Several days ago, I wrote a highlight-reel glance at this month’s campaign finance reports. Scott Milne’s meager report was mentioned; $22,370 for the past month, and $42,790 for the entire campaign.
That’s bad enough, but when you look more closely, things are… you guessed it… even worse. Milne’s fundraising effort, as unsuccessful as it’s been, is highly dependent on a handful of out-of-state donors who’ve already given the legal maximum of $2,000. Those top-dollar gifts account for $32,000 of Milne’s total. His in-state fundraising is nearly nonexistent, and he hasn’t roused any significant support among the Common Folk.

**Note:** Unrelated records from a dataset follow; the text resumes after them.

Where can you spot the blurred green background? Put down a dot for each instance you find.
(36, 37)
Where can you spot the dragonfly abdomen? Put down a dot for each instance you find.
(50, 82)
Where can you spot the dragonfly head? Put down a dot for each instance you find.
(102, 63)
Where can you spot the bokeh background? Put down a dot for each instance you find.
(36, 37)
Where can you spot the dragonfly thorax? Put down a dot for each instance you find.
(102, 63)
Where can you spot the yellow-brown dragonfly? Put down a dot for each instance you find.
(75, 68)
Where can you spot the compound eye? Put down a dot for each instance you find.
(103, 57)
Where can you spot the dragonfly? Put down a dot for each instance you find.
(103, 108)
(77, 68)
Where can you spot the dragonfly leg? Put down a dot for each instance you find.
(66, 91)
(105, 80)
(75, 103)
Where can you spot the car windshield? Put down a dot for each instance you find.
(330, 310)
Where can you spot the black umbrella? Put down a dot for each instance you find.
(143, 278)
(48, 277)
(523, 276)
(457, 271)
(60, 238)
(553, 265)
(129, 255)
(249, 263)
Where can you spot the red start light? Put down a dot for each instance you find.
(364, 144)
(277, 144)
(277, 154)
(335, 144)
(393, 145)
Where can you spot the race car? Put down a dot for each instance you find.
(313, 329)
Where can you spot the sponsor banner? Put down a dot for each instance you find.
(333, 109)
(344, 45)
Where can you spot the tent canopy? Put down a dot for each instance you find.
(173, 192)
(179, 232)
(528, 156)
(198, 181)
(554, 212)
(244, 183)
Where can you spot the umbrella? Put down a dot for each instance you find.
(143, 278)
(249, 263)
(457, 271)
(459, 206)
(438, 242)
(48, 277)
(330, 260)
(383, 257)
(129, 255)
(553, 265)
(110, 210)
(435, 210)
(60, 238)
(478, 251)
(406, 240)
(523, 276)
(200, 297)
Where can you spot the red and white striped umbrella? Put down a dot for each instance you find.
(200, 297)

In my deadline-day post, I noted that $16,000 of Milne’s $42K was thanks to his connection to the Boies family, whose paterfamilias, David Boies, is a high-powered Washington attorney. His son, David Boies III, was a college roommate of Milne’s and is currently his business partner in a real estate development firm.
I was wrong. Let’s make that $20,000 in Boies-related cash. Two of the $2,000 donors on Milne’s reports are Timothy Battin and Rebecca Anderson. They are married, or at least an established couple, and he is a partner in daddy Boies’ law firm.

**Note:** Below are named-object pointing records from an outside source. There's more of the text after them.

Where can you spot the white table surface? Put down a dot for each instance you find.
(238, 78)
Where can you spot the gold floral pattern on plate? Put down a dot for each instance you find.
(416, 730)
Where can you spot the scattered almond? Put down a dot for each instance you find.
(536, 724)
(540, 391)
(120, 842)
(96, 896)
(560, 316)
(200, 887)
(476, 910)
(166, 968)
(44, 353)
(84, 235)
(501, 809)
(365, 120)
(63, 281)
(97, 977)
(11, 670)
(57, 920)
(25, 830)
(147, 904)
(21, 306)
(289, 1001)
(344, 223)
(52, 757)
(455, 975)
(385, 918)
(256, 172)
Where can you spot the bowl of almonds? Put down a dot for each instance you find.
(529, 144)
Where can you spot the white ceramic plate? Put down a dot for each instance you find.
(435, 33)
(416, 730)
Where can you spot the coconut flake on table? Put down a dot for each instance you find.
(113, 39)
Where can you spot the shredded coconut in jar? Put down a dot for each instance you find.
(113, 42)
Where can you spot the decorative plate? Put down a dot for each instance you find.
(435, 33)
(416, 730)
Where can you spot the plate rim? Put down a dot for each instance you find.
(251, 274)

For those keeping score, that’s almost half of all Milne’s money coming from his Boies connection.
It might be even more. There are some common surnames on Milne’s max-money list, and those are tough to pin down via The Google. Any could have an undiscovered Boies tie. They include: John S. Edwards III and Mark Williams of California and Mark Sutton of Arizona. There’s also a New Jersey corporation, AJI, LLC, which I couldn’t positively identify.

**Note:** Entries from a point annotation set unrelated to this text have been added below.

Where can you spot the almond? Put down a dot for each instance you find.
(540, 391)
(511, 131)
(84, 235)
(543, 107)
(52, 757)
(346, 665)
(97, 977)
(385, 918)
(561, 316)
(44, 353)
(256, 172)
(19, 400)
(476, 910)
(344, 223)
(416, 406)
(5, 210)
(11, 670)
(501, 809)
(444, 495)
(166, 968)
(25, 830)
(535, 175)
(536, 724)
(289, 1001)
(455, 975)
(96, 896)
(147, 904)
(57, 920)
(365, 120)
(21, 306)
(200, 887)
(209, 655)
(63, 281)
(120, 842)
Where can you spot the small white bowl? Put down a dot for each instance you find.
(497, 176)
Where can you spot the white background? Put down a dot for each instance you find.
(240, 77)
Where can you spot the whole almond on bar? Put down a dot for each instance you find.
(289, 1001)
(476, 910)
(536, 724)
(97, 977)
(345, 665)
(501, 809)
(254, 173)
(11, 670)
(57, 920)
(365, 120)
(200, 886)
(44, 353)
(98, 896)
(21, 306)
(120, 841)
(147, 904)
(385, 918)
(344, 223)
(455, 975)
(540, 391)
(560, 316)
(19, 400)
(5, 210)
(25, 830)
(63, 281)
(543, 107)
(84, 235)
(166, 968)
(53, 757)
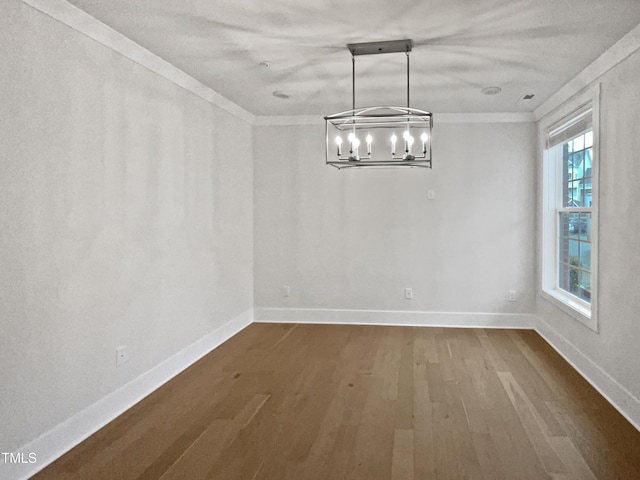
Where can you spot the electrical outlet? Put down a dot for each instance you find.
(122, 355)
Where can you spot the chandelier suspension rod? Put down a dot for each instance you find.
(353, 81)
(408, 104)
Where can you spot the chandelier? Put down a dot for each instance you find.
(402, 134)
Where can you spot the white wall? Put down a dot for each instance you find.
(124, 221)
(610, 357)
(353, 240)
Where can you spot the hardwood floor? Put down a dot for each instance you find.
(326, 402)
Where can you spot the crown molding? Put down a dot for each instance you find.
(620, 51)
(438, 118)
(89, 26)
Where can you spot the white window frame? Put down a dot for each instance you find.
(551, 193)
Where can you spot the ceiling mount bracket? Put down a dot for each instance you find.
(374, 48)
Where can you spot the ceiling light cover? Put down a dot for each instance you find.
(402, 134)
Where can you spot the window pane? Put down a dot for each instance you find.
(563, 250)
(577, 163)
(563, 277)
(585, 225)
(578, 143)
(574, 252)
(585, 286)
(574, 281)
(588, 139)
(563, 224)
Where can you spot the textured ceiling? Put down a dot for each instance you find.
(461, 46)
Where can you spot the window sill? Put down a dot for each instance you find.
(574, 308)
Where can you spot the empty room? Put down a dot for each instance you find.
(319, 240)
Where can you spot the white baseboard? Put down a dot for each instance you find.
(393, 317)
(62, 438)
(615, 393)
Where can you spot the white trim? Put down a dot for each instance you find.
(620, 51)
(616, 394)
(438, 118)
(62, 438)
(489, 117)
(550, 189)
(87, 25)
(284, 120)
(394, 317)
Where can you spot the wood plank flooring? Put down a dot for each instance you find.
(327, 402)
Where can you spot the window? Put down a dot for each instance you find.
(569, 213)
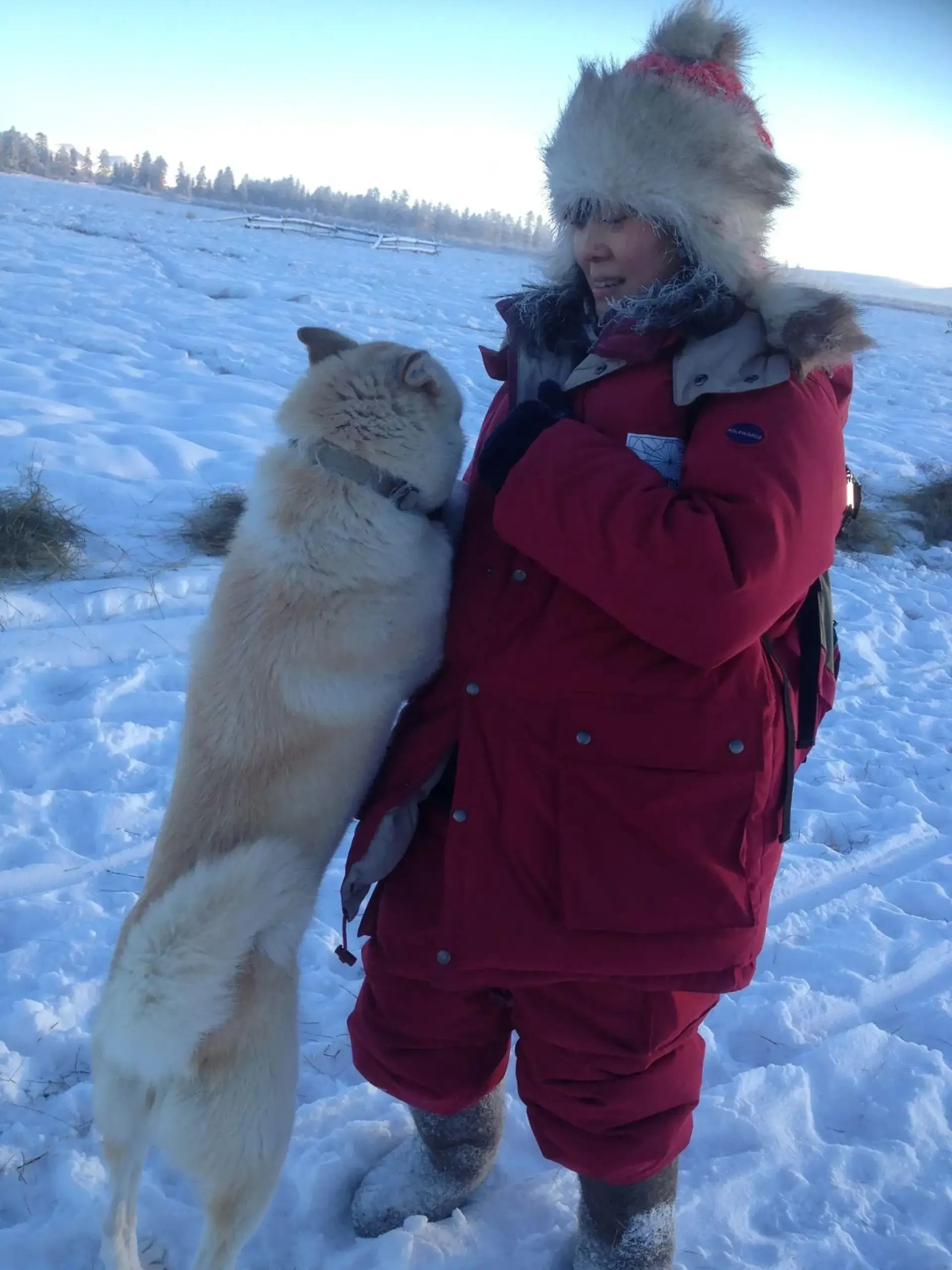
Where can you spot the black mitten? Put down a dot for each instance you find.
(509, 441)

But here’s something about Sutton. He is owner of Meridian Engineering, which also gave $2,000 to Milne for Governor. And here’s a possibly unrelated note from a recent Milne profile by The Freeploid’s Terri Hallenbeck:
He was living in Arizona in 1987, working as a field engineer for an electronics firm and starting a family, when his parents talked him into returning to Vermont and buying part of their travel agency.
So 18 years ago Milne was working “as a field engineer” in Arizona and now he’s pulled in $4,000 from a guy who owns an engineering firm in Arizona. That’s a stretch, but it makes more sense than “Some random dude gave Scott Milne four G’s.”
There’s reason to believe that Milne has received as much as three-quarters of his money from his well-tended Rolodex. He certainly hasn’t scored in his own home state; he’s raised roughly $10,000 from Vermonters. That’d be a nice total for a State Senate candidate, but it’s downright pathetic for a major-party gubernatorial hopeful. It’s surprising – shocking – to me that he hasn’t done better in-state. Even as a political outsider, an established businessman should have a lot of friends and associates who could be counted on to open their checkbooks. But no, not at all. And it seems obvious that the Republican establishment is giving him the cold shoulder.
As for Milne’s appeal to The Little Guy, he has raised a paltry $1,060 in gifts of under $100 from a whopping total of 24 separate donors. Not exactly evidence of a groundswell-in-the-making.
Maybe this is all part of His Big Plan, as Milne continues to insist. Maybe he turned to his old pals and partners to jumpstart his campaign, and now he’s cranking up the engine on his in-state machine.
Maybe. But I doubt it. And if that is, indeed, his plan, then it’s far too little and way too late.